Depresyon, oranı değişse de her toplumda sıklıkla görülen bir duygudurum bozukluğudur. Ömür boyu görülme olasılığının erkeklerde %3-12, kadınlarda ise %10-26 olduğu bilinmektedir. Depresyon kendini en belirgin biçimiyle mutsuzluk/üzüntü, işe, sosyal ilişkilere ve aktivitelere karşı ilgi kaybı olarak göstermektedir. Depresyon yaşayan bireyin günlük aktivitelerde sorun yaşadığı ve işlevselliğinde düşüş meydan geldiği görülmektedir. Depresyonun duygu-düşünce-davranış üçlüsü üzerinde dramatik etkilerinin olduğu gözlenmektedir. Depresyondaki birey kendini, dünyayı ve geleceği olumsuz olarak değerlendirir. Bireyin kendisi değersiz ve sevilmezdir, dünya kötüdür ve geleceğe dair herhangi bir umut yoktur.

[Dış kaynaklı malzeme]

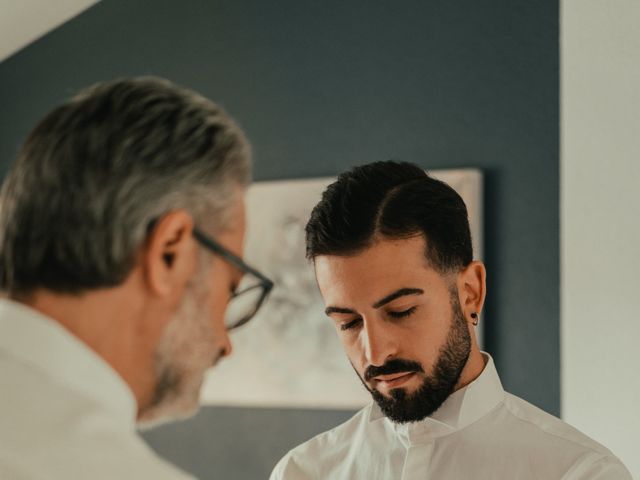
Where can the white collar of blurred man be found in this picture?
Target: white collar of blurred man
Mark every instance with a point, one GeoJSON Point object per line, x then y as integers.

Depresyonun süresine, şiddetine ve işlevselliğe etkisine bağlı olarak farklı tipleri vardır. Farklı tip depresyonda da benzer belirtiler görülür ancak tedavi sırasında depresyon tipine göre farklı süreçler izlenir. Bazı depresyon tipleri; minör depresyon, major depresyon, distimi.
Yaygın olarak görülen depresyon belirtileri;
– Mutsuzluk/üzüntü, boşluk duygusu, umutsuzluk
– Rutin aktivitelere karşı ilgi ve istekte azalma
– Yorgunluk, enerjide azalma
– Uyku düzeninde bozulma
– İştahta değişim (daha az ya da daha çok yeme)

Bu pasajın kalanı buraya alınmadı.